Plus de 175 000 personnes déplacées depuis le 1er février

Le père Aloysius Thet Htwe Aung, directeur de Caritas (Karuna) Loikaw, explique que cela devient de plus en plus difficile de fournir une aide humanitaire aux personnes déplacées, en raison des nouvelles restrictions et des barrages routiers. Ainsi, le riz et autres produits de base sont chers et ne peuvent être transportés vers l’État Kayah. « La situation empire, et nous craignons pour les personnes déplacées internes [IDP] si cette situation se prolonge », confie le prêtre. Il précise que les personnes âgées, les malades, les femmes et les enfants ont fui les villages pour se réfugier dans une salle paroissiale, dans un internat, un couvent, une clinique et une ville église de Loikaw. Joseph Cet Lynn, directeur de Caritas (Karuna) Pekyon, ajoute que le diocèse de Loikaw a créé une équipe d’urgence pour apporter de la nourriture, des bâches et des médicaments aux civils.

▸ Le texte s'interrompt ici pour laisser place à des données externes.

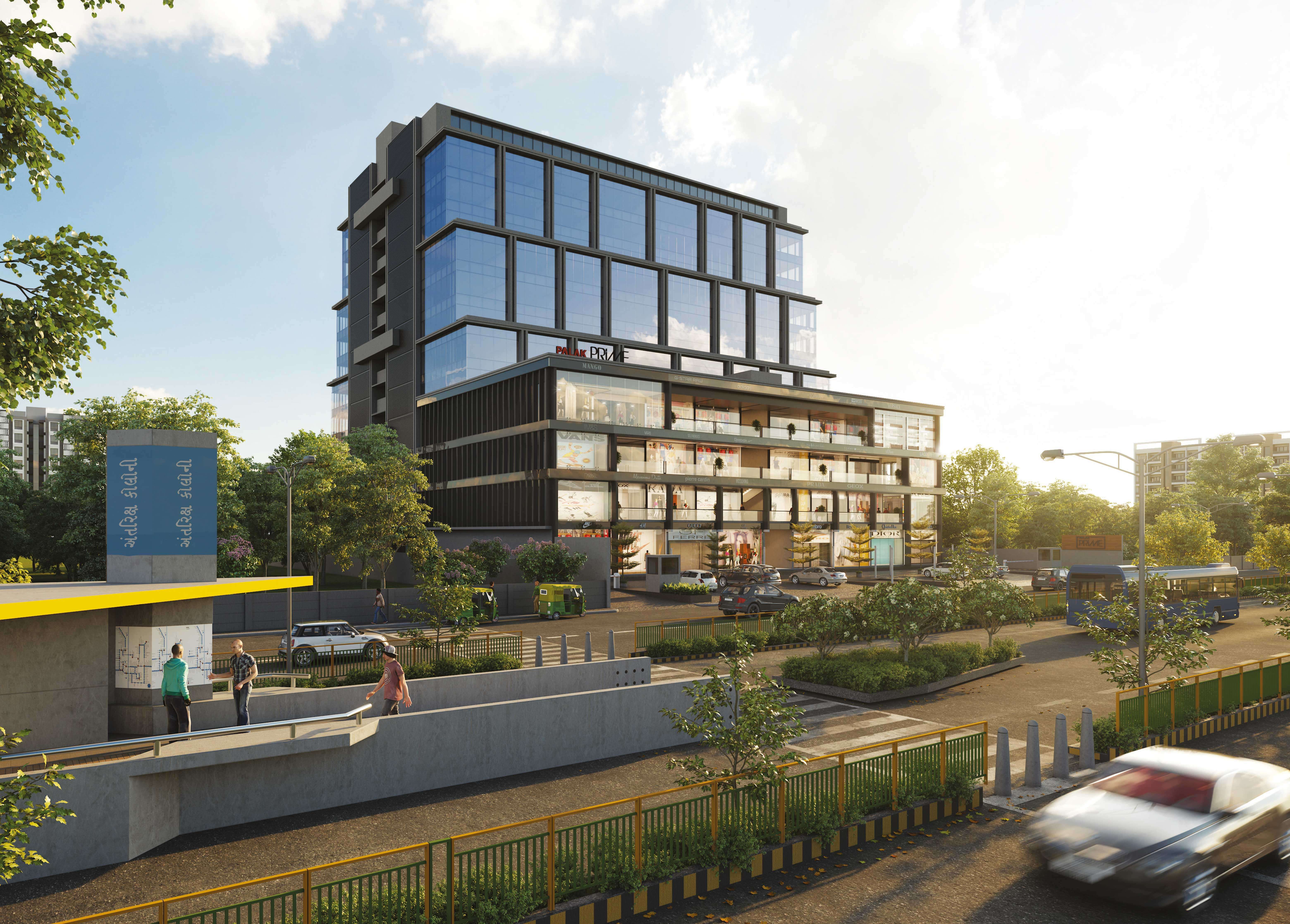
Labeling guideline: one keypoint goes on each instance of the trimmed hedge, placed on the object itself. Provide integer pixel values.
(871, 670)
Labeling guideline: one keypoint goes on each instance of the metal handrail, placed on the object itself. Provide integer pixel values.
(188, 736)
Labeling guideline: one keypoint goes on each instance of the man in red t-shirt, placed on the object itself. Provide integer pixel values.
(393, 686)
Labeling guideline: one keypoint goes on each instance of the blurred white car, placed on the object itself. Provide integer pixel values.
(706, 579)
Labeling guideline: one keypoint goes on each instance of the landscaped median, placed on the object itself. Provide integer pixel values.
(879, 674)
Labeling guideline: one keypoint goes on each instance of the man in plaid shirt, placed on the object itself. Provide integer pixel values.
(242, 672)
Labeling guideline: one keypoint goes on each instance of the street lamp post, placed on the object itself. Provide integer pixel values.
(1140, 473)
(288, 474)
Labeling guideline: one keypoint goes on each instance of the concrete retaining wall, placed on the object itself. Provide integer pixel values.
(128, 807)
(278, 704)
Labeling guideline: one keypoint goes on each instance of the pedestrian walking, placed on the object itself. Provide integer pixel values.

Depuis le 21 mai, les combats se sont intensifiés dans l’État Kayah et dans l’État Shan, entre l’armée birmane et le groupe armé KPDF (Karenni People’s Defence Force), après plusieurs policiers tués par le KPDF à Mobye (État Shan). « De nombreux décès liés à la famine, à la maladie et aux combats pourraient avoir lieu dans l’État Kayah, alors que beaucoup, parmi les 100 000 déplacés, ont fui dans les forêts pour échapper aux bombes lancées par la junte. Et aujourd’hui, ils sont sans nourriture, sans eau et sans médicaments », déplore Tom Andrews, expert de l’ONU. Depuis le 1er février, plus de 175 000 personnes ont été déplacées dans les États Kachin, Karen, Chin, Kayah et Shan, selon l’UNHCR (Haut-Commissariat des Nations unies pour les réfugiés). Au moins 860 personnes ont été tuées par les autorités birmanes depuis le coup d’État survenu il y a plus de quatre mois, dont une majorité de manifestants pro-démocratie.